You've been indoors most of the winter, with just the treadmill for company. And then you hear it...THE CALL OF THE OUTDOORS – WOOOOOOOOOEEEEEEEEEEEEEEE!
You best bet is to attend to that call. Great temperatures and your surroundings can not only motivate you to exercise, but help you enjoy it more, experts say.
"And if you love doing an activity, you're more apt to do it regularly," says Robyn Stuhr, exercise physiologist and director of the Women's Sports Medicine Center at New York's Hospital for Special Surgery.
But what should you do once you get outdoors? Fitness experts who spoke to WebMD gave their picks for some of the best (and most enjoyable) fitness activities out there: climbing hiking, biking, swimming, and jogging
These are the 5 great ways to get fit outdoors
1. Rock Climbing
When you consider the benefits of rock climbing, you usually think first of the physical benefits. Although rock climbing is practiced by both genders and almost all ages, it is a sport that requires a great deal of physical strength. An important benefit of rock climbing is what it does for your personal self confidence. Dave Reid, pictured above, mentions that the sense of accomplishment and the exhilaration that comes at the end of a successful climb is tremendous
Hiking uses a lot of up-and-down movement, so you get a tremendous leg work out along with the cardiovascular benefits. Hiking provides a relaxing atmosphere for a workout that doesn't seem like a workout at all. . Listening to the birds and a babbling brook, and enjoying the cool breeze of the forest, provides a break
Not only is bicycling an excellent cardiovascular exercise, but you can really explore your community by cycling to different neighborhoods or in parks, bike paths, or trails. Many people cycle to commute to work. Biking is fun, can be used as transportation, and works different muscles than walking or running.
Swimming is a wonderful cardiovascular conditioner that also helps tones arms and legs, and it's very easy on the joints, says Stuhr. Swimming will increase your stamina, can help ward off diabetes and high blood pressure, and relieves stress, Stuhr tells WebMD.

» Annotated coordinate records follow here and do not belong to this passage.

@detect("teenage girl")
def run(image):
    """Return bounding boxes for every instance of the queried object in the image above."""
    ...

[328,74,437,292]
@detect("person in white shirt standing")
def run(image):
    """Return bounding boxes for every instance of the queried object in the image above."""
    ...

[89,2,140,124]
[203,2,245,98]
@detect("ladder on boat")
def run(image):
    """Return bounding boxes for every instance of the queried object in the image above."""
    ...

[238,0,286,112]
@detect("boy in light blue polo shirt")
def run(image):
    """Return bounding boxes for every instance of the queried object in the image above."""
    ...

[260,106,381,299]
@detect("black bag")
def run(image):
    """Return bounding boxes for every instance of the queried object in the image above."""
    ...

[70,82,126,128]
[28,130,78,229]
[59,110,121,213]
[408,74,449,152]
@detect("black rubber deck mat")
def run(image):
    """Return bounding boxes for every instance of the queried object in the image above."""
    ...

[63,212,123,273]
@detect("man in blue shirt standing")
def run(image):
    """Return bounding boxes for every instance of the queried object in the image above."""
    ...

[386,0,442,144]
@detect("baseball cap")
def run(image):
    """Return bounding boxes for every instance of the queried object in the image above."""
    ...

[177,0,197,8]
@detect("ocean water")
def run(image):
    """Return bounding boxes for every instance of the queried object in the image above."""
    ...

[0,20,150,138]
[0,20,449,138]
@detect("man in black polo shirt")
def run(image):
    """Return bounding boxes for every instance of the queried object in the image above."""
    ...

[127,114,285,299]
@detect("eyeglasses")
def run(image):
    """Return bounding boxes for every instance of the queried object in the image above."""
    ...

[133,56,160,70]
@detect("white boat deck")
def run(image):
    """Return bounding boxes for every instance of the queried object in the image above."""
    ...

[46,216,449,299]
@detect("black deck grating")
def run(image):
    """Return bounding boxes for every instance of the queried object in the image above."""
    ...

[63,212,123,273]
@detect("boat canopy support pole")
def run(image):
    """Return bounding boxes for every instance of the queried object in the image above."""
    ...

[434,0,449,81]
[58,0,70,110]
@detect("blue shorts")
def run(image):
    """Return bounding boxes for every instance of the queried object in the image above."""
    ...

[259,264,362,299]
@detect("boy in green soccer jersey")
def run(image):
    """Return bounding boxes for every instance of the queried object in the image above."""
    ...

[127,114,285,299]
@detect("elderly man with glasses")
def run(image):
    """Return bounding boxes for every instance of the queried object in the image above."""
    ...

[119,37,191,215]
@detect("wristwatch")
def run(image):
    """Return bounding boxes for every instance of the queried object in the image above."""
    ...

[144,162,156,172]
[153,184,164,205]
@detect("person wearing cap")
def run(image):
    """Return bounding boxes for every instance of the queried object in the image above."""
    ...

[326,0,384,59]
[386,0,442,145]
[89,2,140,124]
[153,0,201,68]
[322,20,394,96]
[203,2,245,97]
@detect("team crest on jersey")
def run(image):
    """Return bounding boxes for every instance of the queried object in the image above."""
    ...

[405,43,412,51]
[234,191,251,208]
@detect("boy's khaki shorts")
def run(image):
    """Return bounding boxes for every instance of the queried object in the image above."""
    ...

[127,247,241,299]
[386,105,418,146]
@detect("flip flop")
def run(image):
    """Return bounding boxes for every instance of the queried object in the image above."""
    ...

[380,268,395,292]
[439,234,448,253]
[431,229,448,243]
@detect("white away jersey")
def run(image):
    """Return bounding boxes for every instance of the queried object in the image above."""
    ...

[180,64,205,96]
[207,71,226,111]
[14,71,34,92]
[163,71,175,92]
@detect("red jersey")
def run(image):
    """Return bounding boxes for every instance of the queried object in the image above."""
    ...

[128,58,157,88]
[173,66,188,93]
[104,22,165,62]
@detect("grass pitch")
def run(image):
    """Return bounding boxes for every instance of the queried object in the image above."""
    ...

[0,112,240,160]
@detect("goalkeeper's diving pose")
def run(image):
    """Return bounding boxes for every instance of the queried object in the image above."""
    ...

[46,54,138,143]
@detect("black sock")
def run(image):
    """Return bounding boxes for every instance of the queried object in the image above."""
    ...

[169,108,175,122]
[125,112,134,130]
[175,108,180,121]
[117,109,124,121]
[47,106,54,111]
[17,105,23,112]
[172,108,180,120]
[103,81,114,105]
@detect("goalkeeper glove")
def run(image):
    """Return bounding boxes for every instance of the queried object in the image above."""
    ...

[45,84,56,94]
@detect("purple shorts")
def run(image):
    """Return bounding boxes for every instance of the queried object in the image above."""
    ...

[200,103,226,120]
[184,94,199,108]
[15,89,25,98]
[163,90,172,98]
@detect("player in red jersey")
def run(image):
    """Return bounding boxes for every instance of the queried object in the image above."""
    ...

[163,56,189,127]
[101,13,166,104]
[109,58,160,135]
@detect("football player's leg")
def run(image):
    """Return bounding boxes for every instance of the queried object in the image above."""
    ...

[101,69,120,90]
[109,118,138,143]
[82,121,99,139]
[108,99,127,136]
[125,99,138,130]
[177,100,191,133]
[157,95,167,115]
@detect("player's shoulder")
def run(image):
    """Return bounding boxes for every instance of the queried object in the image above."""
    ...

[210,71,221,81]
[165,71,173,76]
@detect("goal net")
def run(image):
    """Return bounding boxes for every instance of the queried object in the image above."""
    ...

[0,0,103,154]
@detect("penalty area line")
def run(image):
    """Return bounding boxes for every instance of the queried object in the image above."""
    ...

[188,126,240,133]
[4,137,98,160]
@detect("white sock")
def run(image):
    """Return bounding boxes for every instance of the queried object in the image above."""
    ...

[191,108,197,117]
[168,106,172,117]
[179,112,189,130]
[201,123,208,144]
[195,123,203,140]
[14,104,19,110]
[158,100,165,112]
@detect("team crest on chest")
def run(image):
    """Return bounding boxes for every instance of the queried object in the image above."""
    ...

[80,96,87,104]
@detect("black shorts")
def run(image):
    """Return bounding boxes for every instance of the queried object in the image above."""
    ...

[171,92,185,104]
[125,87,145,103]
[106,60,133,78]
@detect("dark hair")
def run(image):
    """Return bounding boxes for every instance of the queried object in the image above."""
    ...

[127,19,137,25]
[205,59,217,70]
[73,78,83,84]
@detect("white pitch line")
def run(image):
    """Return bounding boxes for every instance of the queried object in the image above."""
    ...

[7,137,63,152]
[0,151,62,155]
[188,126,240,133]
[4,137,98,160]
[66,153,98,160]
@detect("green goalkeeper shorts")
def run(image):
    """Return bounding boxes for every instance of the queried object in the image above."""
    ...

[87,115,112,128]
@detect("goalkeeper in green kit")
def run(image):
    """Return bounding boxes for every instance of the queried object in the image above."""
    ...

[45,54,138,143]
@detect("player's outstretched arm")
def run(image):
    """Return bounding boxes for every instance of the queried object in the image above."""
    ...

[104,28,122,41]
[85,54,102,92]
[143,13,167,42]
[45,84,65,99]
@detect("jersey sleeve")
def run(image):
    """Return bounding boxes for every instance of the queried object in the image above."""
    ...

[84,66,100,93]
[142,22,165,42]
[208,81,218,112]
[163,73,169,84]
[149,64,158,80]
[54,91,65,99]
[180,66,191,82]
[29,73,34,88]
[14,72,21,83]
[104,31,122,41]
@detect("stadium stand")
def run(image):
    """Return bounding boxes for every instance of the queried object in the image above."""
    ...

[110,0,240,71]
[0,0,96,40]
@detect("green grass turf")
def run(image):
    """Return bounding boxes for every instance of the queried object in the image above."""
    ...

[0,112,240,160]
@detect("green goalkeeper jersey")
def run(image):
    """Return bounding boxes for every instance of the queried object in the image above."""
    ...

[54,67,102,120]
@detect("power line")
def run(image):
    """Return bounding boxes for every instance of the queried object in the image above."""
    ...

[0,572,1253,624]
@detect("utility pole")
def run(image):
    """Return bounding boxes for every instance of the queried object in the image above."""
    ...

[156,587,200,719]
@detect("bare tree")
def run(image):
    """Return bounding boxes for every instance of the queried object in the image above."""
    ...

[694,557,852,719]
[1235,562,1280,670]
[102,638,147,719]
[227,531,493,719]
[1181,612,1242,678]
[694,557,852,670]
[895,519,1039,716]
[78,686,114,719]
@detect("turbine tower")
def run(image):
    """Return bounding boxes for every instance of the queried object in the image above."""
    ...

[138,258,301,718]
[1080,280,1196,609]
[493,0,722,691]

Jogging is terrific for your heart and lungs, and it improves your stamina. If you're trying to lose weight, it can burn calories more quickly than walking. Running is also an excellent cardiovascular exercise. A 150-pound woman can burn 306 calories running for 30 minutes at 5 mph (a 12-minute mile).
Make note to add one, two or all of these outdoor activities to your exercise regimin and you will notice results in no time.